In the literature, 13 cases have been published on struma ovarii combined with pseudo-Meigs’syndrome and elevated CA 125, we describe another case of struma ovarii combined with pseudo-Meigs’syndrome and elevated CA 125[5,8-18]. Of all the cases, most of the patients were in their fifth or sixth decade when diagnosed with struma ovarii and almost 78.6% (11/14) of cases were postmenopausal women. Then, the most common presenting symptom was abdominal distension and the tumour sizes ranged between 5-23 cm in the large dimension, with an average size of 12 cm. Besides, most cases were preoperatively misdiagnosed as ovarian cancer and were treated by hysterectomy and bilateral salpingo-oophorectomy[5,8-17] and only two patients (including this case) underwent conservative surgery[18]. The ascites and hydrothorax disappeared completely and CA 125 levels returned to normal following surgery and all the cases had good prognosis. There are some unique features in our patient. Firstly, she was premenopausal, and to our knowledge, she is the youngest with this disease. Secondly, considering young age of our patient in order to avoid postoperative hormonal substitution, she underwent conservative surgery in the form of a right salpingo-oophorectomy as there was no evidence of malignancy according to analysis of percutaneous biopsy of the pelvic mass and frozen examination.

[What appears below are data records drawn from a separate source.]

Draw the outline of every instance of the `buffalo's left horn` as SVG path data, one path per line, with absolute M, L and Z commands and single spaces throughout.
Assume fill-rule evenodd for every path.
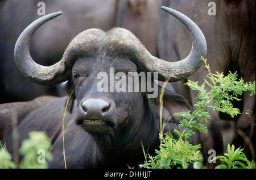
M 205 57 L 207 47 L 205 38 L 199 27 L 184 14 L 171 8 L 162 9 L 172 15 L 183 23 L 190 33 L 192 39 L 192 49 L 184 59 L 176 62 L 168 62 L 144 52 L 141 63 L 146 69 L 144 70 L 158 72 L 159 79 L 175 82 L 185 79 L 194 74 L 201 66 L 203 61 L 201 57 Z
M 51 86 L 70 78 L 72 64 L 61 60 L 55 64 L 44 66 L 35 62 L 30 56 L 30 44 L 34 33 L 48 20 L 62 14 L 57 12 L 41 17 L 28 26 L 20 34 L 14 48 L 14 58 L 20 72 L 26 78 L 37 83 Z

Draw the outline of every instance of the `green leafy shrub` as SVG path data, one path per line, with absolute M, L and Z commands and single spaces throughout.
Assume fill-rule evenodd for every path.
M 205 62 L 205 66 L 208 70 L 209 74 L 207 77 L 210 82 L 209 80 L 205 79 L 203 85 L 200 86 L 198 82 L 188 80 L 185 84 L 192 90 L 199 92 L 196 98 L 199 101 L 194 104 L 195 110 L 177 114 L 177 116 L 183 118 L 179 125 L 184 128 L 182 132 L 175 129 L 174 133 L 177 135 L 177 140 L 174 139 L 170 133 L 166 134 L 165 136 L 163 135 L 164 125 L 161 116 L 163 103 L 160 97 L 160 150 L 156 150 L 157 155 L 155 157 L 148 154 L 148 161 L 145 156 L 146 161 L 144 164 L 140 165 L 141 168 L 171 168 L 177 165 L 182 168 L 187 168 L 193 161 L 200 159 L 197 150 L 200 148 L 200 145 L 192 145 L 187 139 L 195 133 L 193 131 L 195 129 L 207 133 L 207 128 L 203 123 L 207 122 L 208 119 L 210 119 L 207 108 L 225 112 L 234 117 L 240 112 L 239 109 L 233 107 L 232 101 L 241 101 L 238 96 L 242 95 L 244 91 L 251 91 L 251 95 L 255 94 L 255 81 L 253 83 L 244 83 L 242 78 L 237 79 L 237 73 L 232 73 L 230 72 L 226 76 L 224 76 L 222 73 L 216 72 L 214 74 L 212 74 L 209 65 L 207 64 L 207 60 L 203 57 L 201 60 Z M 210 87 L 210 91 L 207 91 L 205 86 Z M 163 87 L 162 94 L 163 94 L 164 88 L 164 86 Z M 222 158 L 225 160 L 223 157 Z M 246 157 L 244 158 L 246 158 Z
M 11 155 L 7 152 L 5 144 L 0 149 L 0 168 L 47 168 L 47 161 L 52 156 L 49 152 L 51 143 L 44 132 L 31 131 L 29 139 L 22 142 L 19 149 L 23 158 L 18 165 L 11 161 Z
M 248 161 L 246 156 L 242 152 L 243 149 L 240 148 L 234 150 L 234 146 L 232 145 L 230 148 L 229 144 L 228 145 L 228 153 L 225 153 L 224 156 L 218 156 L 213 158 L 211 161 L 220 159 L 221 161 L 225 162 L 226 165 L 220 165 L 215 169 L 255 169 L 255 163 L 254 161 L 251 162 Z M 246 166 L 241 161 L 247 163 Z

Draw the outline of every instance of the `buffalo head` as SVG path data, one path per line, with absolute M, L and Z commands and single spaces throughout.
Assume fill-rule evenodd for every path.
M 40 26 L 61 14 L 59 12 L 38 19 L 22 32 L 15 47 L 16 64 L 26 78 L 40 85 L 53 85 L 68 80 L 68 91 L 69 94 L 73 91 L 71 111 L 76 99 L 76 123 L 87 132 L 97 135 L 108 132 L 111 135 L 114 130 L 122 127 L 122 132 L 129 132 L 131 128 L 128 125 L 131 124 L 129 120 L 146 119 L 152 115 L 152 111 L 159 113 L 156 110 L 159 99 L 147 99 L 148 91 L 142 92 L 141 89 L 138 92 L 117 93 L 112 92 L 111 87 L 108 87 L 108 90 L 99 92 L 99 82 L 108 81 L 111 77 L 110 68 L 114 68 L 114 74 L 122 72 L 119 77 L 124 76 L 128 81 L 133 81 L 133 78 L 129 79 L 129 73 L 153 74 L 157 72 L 159 80 L 168 79 L 169 82 L 174 82 L 196 72 L 201 65 L 201 56 L 206 55 L 206 41 L 199 28 L 181 13 L 164 7 L 162 9 L 179 19 L 191 35 L 191 52 L 180 61 L 167 62 L 152 56 L 131 32 L 116 28 L 108 32 L 99 29 L 83 31 L 72 40 L 60 61 L 49 66 L 39 65 L 30 56 L 30 40 Z M 97 77 L 101 72 L 108 76 L 106 80 Z M 150 84 L 154 86 L 152 79 L 150 79 Z M 115 78 L 114 81 L 117 80 Z M 174 99 L 168 101 L 175 103 Z M 149 107 L 151 111 L 145 107 Z M 171 114 L 169 109 L 171 108 L 166 108 L 167 114 Z M 141 126 L 134 122 L 133 124 L 133 133 L 143 132 Z M 148 126 L 143 128 L 146 129 Z

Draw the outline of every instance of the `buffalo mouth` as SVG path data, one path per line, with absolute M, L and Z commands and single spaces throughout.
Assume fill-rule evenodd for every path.
M 113 120 L 82 119 L 76 124 L 90 134 L 104 133 L 113 129 L 116 125 Z

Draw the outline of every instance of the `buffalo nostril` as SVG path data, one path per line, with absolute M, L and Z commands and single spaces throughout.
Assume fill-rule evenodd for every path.
M 102 109 L 102 112 L 104 113 L 104 112 L 106 112 L 106 111 L 108 111 L 109 110 L 109 107 L 110 107 L 110 106 L 104 108 Z
M 89 99 L 81 103 L 81 109 L 86 118 L 103 118 L 104 114 L 110 109 L 110 103 L 101 99 Z

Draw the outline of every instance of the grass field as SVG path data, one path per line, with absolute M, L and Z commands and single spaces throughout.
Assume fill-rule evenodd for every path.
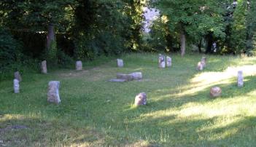
M 123 68 L 115 59 L 98 59 L 82 71 L 23 75 L 19 94 L 12 80 L 1 82 L 0 146 L 255 146 L 256 57 L 206 56 L 199 72 L 201 57 L 172 55 L 165 69 L 157 54 L 119 57 Z M 141 82 L 108 82 L 134 71 L 142 72 Z M 51 80 L 61 82 L 60 105 L 47 101 Z M 209 97 L 213 86 L 222 88 L 220 98 Z M 147 104 L 135 107 L 141 92 Z

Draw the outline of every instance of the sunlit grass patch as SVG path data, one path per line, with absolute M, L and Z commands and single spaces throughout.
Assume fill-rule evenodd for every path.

In summary, we confirm that struma ovarii is difficult to characterize on conventional imaging modalities and such patients should be diagnosed based on imaging features combined with pathology. In addition, more precise preoperative diagnosis should be performed to avoid unnecessary extended surgery.
We would like to thank our patient for participating in this study.